Séance en hémicycle du 12 mars 2015 à 9h30
Garantir le droit d'accès à la restauration scolaire — Présentation

Photo issue du site de l'Assemblée nationale ou de WikipediaGilda Hobert, rapporteure de la commission des affaires culturelles et de l’éducation :

Madame la présidente, madame la ministre, mes chers collègues, nous sommes ici rassemblés pour examiner une cause juste, celle de l’égalité de traitement – « égalité », ce mot de la devise de la République qui figure au fronton de nos écoles et dont nous devons nous rappeler sans cesse la valeur.

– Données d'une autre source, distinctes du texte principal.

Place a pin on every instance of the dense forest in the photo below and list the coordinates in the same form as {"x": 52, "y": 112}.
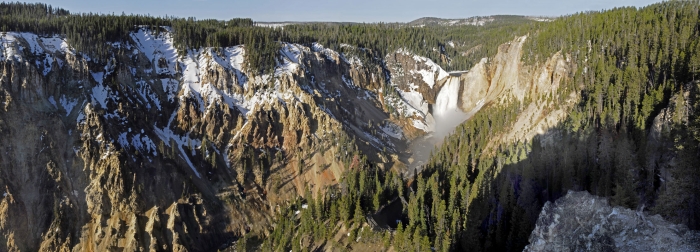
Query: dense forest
{"x": 632, "y": 64}
{"x": 454, "y": 48}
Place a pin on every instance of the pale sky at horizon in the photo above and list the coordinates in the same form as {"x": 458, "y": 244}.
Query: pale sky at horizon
{"x": 341, "y": 11}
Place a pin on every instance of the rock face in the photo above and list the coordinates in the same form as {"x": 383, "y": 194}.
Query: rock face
{"x": 155, "y": 149}
{"x": 582, "y": 222}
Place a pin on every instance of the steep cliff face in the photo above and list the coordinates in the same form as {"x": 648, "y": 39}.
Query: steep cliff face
{"x": 159, "y": 149}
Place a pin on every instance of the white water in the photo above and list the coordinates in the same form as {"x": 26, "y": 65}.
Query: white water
{"x": 446, "y": 100}
{"x": 447, "y": 116}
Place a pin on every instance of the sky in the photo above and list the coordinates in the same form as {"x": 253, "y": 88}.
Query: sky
{"x": 368, "y": 11}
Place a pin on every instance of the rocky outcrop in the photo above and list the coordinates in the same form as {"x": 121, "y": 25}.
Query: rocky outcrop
{"x": 582, "y": 222}
{"x": 150, "y": 150}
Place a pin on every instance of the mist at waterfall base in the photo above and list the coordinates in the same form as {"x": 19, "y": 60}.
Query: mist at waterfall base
{"x": 447, "y": 116}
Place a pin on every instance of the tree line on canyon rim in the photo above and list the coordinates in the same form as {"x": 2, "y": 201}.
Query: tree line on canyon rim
{"x": 631, "y": 64}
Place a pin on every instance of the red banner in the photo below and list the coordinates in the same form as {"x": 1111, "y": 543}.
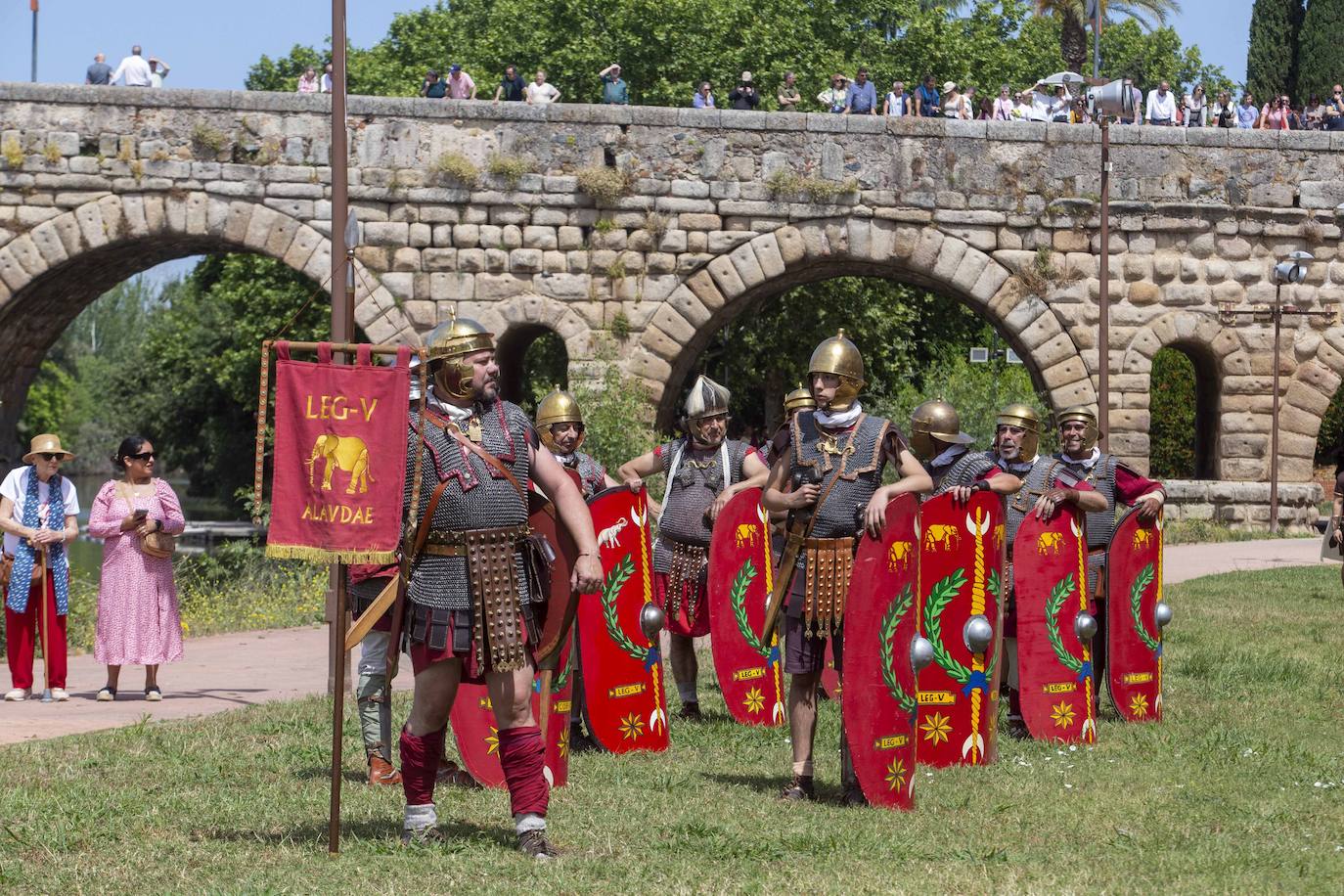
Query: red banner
{"x": 340, "y": 458}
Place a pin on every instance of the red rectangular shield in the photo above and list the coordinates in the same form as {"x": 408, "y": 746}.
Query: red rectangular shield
{"x": 340, "y": 458}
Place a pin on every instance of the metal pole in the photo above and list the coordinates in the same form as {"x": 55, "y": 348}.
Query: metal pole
{"x": 1103, "y": 294}
{"x": 34, "y": 4}
{"x": 1273, "y": 435}
{"x": 341, "y": 331}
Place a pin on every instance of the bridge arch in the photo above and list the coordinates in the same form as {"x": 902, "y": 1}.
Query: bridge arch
{"x": 822, "y": 248}
{"x": 54, "y": 270}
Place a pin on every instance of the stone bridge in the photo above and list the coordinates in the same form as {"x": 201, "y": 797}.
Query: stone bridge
{"x": 643, "y": 230}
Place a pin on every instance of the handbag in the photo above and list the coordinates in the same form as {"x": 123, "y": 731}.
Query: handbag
{"x": 157, "y": 544}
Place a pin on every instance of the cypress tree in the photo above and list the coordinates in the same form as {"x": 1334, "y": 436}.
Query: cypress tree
{"x": 1320, "y": 53}
{"x": 1272, "y": 60}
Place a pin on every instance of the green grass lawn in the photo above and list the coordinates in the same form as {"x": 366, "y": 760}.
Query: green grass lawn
{"x": 1239, "y": 790}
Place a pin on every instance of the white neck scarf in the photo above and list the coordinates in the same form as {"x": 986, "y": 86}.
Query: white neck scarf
{"x": 1088, "y": 463}
{"x": 840, "y": 420}
{"x": 949, "y": 456}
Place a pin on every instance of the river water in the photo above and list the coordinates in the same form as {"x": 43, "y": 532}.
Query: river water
{"x": 86, "y": 554}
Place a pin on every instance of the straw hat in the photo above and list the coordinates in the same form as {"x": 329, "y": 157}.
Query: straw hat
{"x": 46, "y": 443}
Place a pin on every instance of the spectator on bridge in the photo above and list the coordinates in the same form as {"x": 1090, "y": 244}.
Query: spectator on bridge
{"x": 39, "y": 521}
{"x": 1335, "y": 109}
{"x": 133, "y": 70}
{"x": 1161, "y": 107}
{"x": 743, "y": 97}
{"x": 1195, "y": 108}
{"x": 460, "y": 85}
{"x": 953, "y": 104}
{"x": 834, "y": 96}
{"x": 100, "y": 72}
{"x": 861, "y": 97}
{"x": 1247, "y": 115}
{"x": 309, "y": 82}
{"x": 614, "y": 92}
{"x": 513, "y": 89}
{"x": 1315, "y": 113}
{"x": 789, "y": 96}
{"x": 433, "y": 86}
{"x": 927, "y": 100}
{"x": 137, "y": 601}
{"x": 898, "y": 103}
{"x": 157, "y": 71}
{"x": 541, "y": 93}
{"x": 1275, "y": 114}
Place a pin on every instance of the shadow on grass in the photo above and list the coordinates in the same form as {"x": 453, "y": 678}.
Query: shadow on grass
{"x": 456, "y": 833}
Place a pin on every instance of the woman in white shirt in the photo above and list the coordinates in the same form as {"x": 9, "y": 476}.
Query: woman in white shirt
{"x": 38, "y": 522}
{"x": 541, "y": 93}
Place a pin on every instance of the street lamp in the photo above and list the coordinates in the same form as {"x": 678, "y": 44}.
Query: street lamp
{"x": 1290, "y": 270}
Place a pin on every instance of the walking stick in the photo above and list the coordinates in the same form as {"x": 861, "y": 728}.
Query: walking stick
{"x": 45, "y": 633}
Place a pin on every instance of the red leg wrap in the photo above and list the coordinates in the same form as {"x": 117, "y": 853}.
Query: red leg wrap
{"x": 523, "y": 759}
{"x": 420, "y": 765}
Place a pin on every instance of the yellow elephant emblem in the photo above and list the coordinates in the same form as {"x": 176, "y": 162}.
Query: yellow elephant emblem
{"x": 1049, "y": 542}
{"x": 898, "y": 555}
{"x": 746, "y": 535}
{"x": 948, "y": 536}
{"x": 344, "y": 452}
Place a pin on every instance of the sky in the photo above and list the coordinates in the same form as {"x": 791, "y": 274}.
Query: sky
{"x": 212, "y": 45}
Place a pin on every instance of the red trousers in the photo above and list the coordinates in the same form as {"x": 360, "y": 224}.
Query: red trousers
{"x": 22, "y": 632}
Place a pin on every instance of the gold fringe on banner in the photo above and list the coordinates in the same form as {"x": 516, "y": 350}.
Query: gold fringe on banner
{"x": 320, "y": 555}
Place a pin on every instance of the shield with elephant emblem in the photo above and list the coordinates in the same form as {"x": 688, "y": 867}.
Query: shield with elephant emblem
{"x": 624, "y": 696}
{"x": 1053, "y": 650}
{"x": 1135, "y": 618}
{"x": 880, "y": 691}
{"x": 740, "y": 582}
{"x": 960, "y": 605}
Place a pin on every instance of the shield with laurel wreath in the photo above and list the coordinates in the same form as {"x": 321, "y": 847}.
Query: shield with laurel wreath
{"x": 624, "y": 694}
{"x": 477, "y": 735}
{"x": 962, "y": 560}
{"x": 740, "y": 579}
{"x": 1133, "y": 637}
{"x": 1055, "y": 672}
{"x": 879, "y": 702}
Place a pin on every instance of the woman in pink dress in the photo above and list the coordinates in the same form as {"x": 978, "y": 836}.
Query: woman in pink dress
{"x": 137, "y": 601}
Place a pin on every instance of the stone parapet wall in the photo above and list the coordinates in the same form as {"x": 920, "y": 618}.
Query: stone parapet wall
{"x": 711, "y": 215}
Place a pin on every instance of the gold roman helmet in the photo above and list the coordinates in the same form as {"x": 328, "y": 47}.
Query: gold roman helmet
{"x": 1084, "y": 416}
{"x": 448, "y": 344}
{"x": 935, "y": 421}
{"x": 798, "y": 399}
{"x": 837, "y": 355}
{"x": 706, "y": 399}
{"x": 558, "y": 407}
{"x": 1023, "y": 417}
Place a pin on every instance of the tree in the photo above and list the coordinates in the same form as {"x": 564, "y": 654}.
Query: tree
{"x": 1272, "y": 58}
{"x": 1073, "y": 23}
{"x": 1320, "y": 54}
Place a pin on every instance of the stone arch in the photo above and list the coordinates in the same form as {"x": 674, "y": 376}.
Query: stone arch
{"x": 808, "y": 251}
{"x": 1222, "y": 364}
{"x": 50, "y": 273}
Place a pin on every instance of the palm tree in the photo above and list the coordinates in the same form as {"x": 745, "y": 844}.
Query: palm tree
{"x": 1073, "y": 19}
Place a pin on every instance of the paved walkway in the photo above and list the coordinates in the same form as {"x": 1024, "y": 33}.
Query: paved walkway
{"x": 226, "y": 672}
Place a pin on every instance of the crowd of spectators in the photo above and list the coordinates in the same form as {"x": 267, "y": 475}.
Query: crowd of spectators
{"x": 859, "y": 96}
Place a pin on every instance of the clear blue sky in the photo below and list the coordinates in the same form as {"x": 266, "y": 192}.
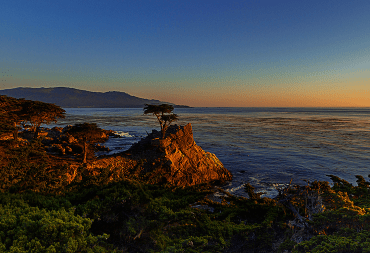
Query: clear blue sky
{"x": 199, "y": 53}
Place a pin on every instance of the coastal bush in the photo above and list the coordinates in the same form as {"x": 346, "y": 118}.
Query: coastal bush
{"x": 24, "y": 228}
{"x": 29, "y": 168}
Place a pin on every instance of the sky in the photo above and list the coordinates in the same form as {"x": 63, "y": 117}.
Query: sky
{"x": 204, "y": 53}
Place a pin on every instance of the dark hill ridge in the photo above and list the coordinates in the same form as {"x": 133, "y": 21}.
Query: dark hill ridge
{"x": 74, "y": 98}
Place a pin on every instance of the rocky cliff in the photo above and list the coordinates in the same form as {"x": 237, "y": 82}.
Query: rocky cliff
{"x": 177, "y": 159}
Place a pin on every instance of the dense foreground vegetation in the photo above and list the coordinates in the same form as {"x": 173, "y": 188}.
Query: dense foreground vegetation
{"x": 41, "y": 212}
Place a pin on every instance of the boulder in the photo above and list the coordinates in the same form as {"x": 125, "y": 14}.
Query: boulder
{"x": 177, "y": 159}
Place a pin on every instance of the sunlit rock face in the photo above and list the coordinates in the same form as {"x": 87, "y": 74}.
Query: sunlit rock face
{"x": 177, "y": 159}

Au cours des récentes années, certaines communes n’ont pas hésité à arguer de leurs difficultés financières, souvent réelles il est vrai, pour restreindre l’accès des élèves au service de restauration scolaire. De manière parfaitement illégale et inacceptable, quelques-unes l’ont fait en discriminant délibérément les plus vulnérables, les enfants de chômeurs. Elles ont souvent invoqué à cet effet le motif fallacieux que les parents seraient prétendument « disponibles » pour fournir un déjeuner à la maison, en contradiction avec les démarches nombreuses et difficiles qu’implique la recherche d’emploi. Ces mesures stigmatisantes ne font qu’ajouter de l’exclusion à l’exclusion. La proposition de loi de M. Roger-Gérard Schwartzenberg vise donc à garantir une égalité par le droit d’accès de tous les élèves des écoles primaires à la restauration scolaire.

Rappelons que la mise en place de services de repas dans les écoles, bien qu’incombant aux communes, a un caractère facultatif sur lequel il n’y a pas lieu de revenir. D’ailleurs, 80 % des communes ont mis en place un système de restauration scolaire par école ou, dans certaines zones rurales, des cantines intercommunales.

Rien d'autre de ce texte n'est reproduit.